Next Generation Leadership: Jingoism Vs. Kool-Aid-ism
At Competitive Futures, we’re thinking long and hard these days about what the next generation of leadership will need to look like. 2009 will feature a variety of new events, services, and dialogues around what we need to do to thrive in the face of all of these crises.
Just found a great way to describe the leadership mindsets of the different generations via Jessica Margolis, a futures-oriented thinker on this subject, and wanted to post her insights in their entirety. Go check out the whole thing.
As we transition to a kind of leadership that is equal to our challenges, we will need to enter into many such deep philosophical discussions.
KOOL-AID-ISM
Baby Boomers had Jingoism, and Generation X has Kool-Aid-ism. For the Boomers, Viet Nam was the question: Would you go? Would you NOT go? If you didn’t go, would you protest? Leave the country? What is a hero? Where are your national duties? You may have relatives who served or even died during World War II; how can you oppose your government’s call to duty?
Generation X has had a similar pivotal issue: Will you go to work in corporation? Will you refuse? If you don’t go, will you start your own business? How should you support yourself; what role should your livelihood play in your life? What about your family? Where are your obligations? How should you effect change?
“Drinking the Corporate Kool-Aid” is an expression often used to mean the degree to which an employee buys into the goals and objectives as stated by the executives in the firm they work.

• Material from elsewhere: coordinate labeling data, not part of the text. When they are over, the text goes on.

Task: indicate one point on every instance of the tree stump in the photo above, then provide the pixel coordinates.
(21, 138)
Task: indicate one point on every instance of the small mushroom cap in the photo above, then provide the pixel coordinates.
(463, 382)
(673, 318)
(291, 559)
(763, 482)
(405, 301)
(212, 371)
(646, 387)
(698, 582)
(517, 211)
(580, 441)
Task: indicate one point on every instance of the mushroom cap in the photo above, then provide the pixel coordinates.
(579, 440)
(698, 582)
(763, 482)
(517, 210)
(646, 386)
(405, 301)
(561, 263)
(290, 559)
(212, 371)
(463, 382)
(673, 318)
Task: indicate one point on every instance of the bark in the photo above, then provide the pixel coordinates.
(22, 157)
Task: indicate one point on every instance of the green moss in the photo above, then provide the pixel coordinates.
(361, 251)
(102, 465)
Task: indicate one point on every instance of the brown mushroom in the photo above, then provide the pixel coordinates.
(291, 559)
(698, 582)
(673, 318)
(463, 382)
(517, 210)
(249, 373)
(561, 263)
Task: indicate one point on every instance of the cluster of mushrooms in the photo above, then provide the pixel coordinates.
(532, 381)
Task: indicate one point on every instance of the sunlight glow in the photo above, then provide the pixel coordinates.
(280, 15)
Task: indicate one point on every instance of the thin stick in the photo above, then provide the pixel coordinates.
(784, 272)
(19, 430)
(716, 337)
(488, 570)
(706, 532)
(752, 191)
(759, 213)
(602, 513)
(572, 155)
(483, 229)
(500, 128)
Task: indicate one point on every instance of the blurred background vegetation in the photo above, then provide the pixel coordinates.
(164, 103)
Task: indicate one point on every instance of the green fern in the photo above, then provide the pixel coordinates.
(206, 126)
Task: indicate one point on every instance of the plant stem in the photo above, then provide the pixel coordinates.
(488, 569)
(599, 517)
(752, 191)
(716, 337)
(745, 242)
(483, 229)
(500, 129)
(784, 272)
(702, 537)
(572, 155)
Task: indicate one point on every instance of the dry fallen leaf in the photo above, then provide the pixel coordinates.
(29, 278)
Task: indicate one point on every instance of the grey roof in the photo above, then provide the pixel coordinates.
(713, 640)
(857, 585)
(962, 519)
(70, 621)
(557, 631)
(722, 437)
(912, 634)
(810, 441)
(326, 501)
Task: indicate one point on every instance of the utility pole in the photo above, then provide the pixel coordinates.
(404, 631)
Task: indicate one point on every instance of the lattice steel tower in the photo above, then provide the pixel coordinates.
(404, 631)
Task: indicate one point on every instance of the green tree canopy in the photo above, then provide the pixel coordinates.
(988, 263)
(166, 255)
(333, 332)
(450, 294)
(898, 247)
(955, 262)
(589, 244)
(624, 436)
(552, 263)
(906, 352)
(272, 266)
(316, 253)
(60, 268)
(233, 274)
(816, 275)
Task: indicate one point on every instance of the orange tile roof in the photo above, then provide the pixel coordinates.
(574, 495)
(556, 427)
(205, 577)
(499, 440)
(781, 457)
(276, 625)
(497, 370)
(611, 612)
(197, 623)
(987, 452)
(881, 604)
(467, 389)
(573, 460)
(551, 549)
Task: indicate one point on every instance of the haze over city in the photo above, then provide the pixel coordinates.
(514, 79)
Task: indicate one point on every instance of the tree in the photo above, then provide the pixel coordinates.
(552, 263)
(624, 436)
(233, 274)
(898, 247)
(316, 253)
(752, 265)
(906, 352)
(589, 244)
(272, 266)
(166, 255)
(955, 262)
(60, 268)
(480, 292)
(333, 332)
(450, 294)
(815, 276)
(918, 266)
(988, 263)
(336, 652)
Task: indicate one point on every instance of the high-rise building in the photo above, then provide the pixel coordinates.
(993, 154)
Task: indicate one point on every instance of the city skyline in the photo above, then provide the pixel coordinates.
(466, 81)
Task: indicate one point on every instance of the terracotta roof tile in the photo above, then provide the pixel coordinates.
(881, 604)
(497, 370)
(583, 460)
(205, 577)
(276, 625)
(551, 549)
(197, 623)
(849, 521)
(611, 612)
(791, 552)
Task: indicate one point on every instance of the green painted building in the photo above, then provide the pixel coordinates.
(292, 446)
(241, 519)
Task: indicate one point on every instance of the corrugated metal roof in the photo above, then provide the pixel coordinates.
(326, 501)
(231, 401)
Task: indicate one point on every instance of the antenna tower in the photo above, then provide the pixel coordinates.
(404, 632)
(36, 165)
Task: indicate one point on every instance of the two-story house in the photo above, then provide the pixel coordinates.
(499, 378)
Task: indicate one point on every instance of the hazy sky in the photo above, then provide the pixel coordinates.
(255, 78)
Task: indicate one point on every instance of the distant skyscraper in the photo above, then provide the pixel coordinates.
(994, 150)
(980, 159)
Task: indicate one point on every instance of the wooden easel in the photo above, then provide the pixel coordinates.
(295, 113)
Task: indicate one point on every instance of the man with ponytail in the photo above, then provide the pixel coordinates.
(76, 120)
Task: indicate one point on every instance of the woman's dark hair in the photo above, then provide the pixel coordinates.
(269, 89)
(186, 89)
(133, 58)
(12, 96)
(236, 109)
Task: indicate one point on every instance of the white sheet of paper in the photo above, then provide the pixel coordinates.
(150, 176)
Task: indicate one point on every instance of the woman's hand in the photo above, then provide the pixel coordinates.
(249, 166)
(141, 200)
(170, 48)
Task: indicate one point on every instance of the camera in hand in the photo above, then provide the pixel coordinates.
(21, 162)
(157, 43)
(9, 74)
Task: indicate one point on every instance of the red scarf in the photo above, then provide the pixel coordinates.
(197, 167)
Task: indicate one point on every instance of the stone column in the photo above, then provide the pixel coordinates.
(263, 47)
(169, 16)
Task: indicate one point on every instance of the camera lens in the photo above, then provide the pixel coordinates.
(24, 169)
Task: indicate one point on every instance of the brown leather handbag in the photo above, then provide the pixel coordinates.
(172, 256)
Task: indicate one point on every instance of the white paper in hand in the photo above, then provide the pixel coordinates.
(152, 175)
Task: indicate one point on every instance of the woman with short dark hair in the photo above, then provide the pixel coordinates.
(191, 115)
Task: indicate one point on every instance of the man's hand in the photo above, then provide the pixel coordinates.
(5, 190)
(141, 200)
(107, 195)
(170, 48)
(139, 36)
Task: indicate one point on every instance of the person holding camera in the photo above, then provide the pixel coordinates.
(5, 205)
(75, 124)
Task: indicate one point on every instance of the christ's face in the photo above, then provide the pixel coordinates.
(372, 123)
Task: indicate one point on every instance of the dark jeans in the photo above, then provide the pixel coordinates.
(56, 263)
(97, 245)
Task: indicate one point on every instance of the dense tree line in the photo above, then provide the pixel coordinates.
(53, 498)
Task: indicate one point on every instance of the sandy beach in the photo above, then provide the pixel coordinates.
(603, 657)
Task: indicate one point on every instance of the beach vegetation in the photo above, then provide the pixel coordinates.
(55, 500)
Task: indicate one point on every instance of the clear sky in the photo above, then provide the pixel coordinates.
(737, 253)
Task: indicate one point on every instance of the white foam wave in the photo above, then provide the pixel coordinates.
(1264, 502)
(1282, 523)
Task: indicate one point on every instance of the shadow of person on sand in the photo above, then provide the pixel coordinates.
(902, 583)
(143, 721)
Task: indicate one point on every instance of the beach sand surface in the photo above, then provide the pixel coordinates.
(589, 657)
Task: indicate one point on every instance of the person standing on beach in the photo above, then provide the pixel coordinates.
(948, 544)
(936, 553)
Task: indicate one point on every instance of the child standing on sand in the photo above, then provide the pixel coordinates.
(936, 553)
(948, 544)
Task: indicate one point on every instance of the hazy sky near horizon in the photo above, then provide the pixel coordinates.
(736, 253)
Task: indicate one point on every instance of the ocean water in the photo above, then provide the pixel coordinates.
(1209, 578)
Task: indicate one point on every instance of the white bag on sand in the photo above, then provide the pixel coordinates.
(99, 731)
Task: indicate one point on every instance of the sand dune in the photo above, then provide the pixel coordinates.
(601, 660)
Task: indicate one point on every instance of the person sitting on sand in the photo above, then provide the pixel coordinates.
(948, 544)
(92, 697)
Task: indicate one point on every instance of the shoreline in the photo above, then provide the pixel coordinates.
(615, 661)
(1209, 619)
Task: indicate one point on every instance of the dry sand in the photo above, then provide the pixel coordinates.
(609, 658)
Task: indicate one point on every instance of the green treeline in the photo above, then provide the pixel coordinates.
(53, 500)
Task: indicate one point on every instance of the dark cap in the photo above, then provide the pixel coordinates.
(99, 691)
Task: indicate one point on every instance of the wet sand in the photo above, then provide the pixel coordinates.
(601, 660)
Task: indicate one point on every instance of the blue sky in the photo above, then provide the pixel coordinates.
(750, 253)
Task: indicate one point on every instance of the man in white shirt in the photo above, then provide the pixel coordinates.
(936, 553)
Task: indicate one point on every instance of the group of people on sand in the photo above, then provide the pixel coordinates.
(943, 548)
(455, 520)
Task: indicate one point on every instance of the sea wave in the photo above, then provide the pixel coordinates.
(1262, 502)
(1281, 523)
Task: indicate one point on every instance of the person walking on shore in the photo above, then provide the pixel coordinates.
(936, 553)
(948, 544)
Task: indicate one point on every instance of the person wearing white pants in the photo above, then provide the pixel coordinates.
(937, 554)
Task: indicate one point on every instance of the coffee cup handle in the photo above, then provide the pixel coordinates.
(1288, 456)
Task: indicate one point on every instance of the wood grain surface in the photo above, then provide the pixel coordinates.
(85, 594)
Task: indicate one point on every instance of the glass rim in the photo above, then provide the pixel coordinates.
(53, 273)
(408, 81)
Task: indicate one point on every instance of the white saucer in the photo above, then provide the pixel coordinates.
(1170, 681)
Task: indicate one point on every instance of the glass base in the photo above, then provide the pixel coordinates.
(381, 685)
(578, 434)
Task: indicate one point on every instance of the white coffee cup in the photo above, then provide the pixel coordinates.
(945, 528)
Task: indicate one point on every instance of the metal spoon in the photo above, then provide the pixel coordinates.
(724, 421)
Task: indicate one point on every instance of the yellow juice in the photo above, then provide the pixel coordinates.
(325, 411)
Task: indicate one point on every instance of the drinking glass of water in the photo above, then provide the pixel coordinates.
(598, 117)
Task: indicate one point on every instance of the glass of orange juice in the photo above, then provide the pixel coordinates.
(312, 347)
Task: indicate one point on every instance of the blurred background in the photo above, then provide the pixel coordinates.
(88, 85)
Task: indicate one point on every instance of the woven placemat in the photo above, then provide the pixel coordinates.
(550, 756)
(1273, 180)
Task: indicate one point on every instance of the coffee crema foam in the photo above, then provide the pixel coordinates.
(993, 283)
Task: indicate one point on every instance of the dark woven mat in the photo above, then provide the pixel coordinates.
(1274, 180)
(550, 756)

The degree to which (US-raised) Generation Xers bought into to the framework of unfettered capitalism is as much a litmus test as the degree to which Boomers bought into the framework of unfettered nationalism. It even has the same polarizing issues: If you’re going to do it, do it right! (Be much more aggressive in Viet Nam; make a LOT of money in the corporate world.) If you object to the powerful treating you badly, then you’d better not do the same thing yourself (“Make love not war”; “First, do no evil”).